Model API Reference
This section covers model loading and static memory planning, making it convenient for users to directly load and run ESPDL models.
Header File
Macros
-
DL_LOG_INFER_LATENCY_INIT_WITH_SIZE(size)
-
DL_LOG_INFER_LATENCY_INIT()
-
DL_LOG_INFER_LATENCY_START()
-
DL_LOG_INFER_LATENCY_END()
-
DL_LOG_INFER_LATENCY_PRINT(prefix, key)
-
DL_LOG_INFER_LATENCY_END_PRINT(prefix, key)
-
DL_LOG_INFER_LATENCY_ARRAY_INIT_WITH_SIZE(n, size)
-
DL_LOG_INFER_LATENCY_ARRAY_INIT(n)
-
DL_LOG_INFER_LATENCY_ARRAY_START(i)
-
DL_LOG_INFER_LATENCY_ARRAY_END(i)
-
DL_LOG_INFER_LATENCY_ARRAY_PRINT(i, prefix, key)
-
DL_LOG_INFER_LATENCY_ARRAY_END_PRINT(i, prefix, key)
Classes
-
class Model
Neural Network Model.
Public Functions
-
Model(const char *rodata_address_or_partition_label_or_path, fbs::model_location_type_t location = fbs::MODEL_LOCATION_IN_FLASH_RODATA, int max_internal_size = 0, memory_manager_t mm_type = MEMORY_MANAGER_GREEDY, const uint8_t *key = nullptr, bool param_copy = true)
Create the Model object by rodata address or partition label.
- Parameters
rodata_address_or_partition_label_or_path – The address of model data while location is MODEL_LOCATION_IN_FLASH_RODATA. The label of partition while location is MODEL_LOCATION_IN_FLASH_PARTITION. The path of model while location is MODEL_LOCATION_IN_SDCARD.
location – The model location.
max_internal_size – In bytes.
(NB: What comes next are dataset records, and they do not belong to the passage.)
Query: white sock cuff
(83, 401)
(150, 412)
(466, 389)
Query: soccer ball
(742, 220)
Limit the max internal size usage. Only take effect when there’s a PSRAM, and you want to alloc memory on internal RAM first.
mm_type – Type of memory manager
key – The key of encrypted model.
param_copy – Set to false to avoid copy model parameters from FLASH to PSRAM. Only set this param to false when your PSRAM resource is very tight. This saves PSRAM and sacrifices the performance of model inference because the frequency of PSRAM is higher than FLASH. Only takes effect when MODEL_LOCATION_IN_FLASH_RODATA(CONFIG_SPIRAM_RODATA not set) or MODEL_LOCATION_IN_FLASH_PARTITION.
-
Model(const char *rodata_address_or_partition_label_or_path, int model_index, fbs::model_location_type_t location = fbs::MODEL_LOCATION_IN_FLASH_RODATA, int max_internal_size = 0, memory_manager_t mm_type = MEMORY_MANAGER_GREEDY, const uint8_t *key = nullptr, bool param_copy = true)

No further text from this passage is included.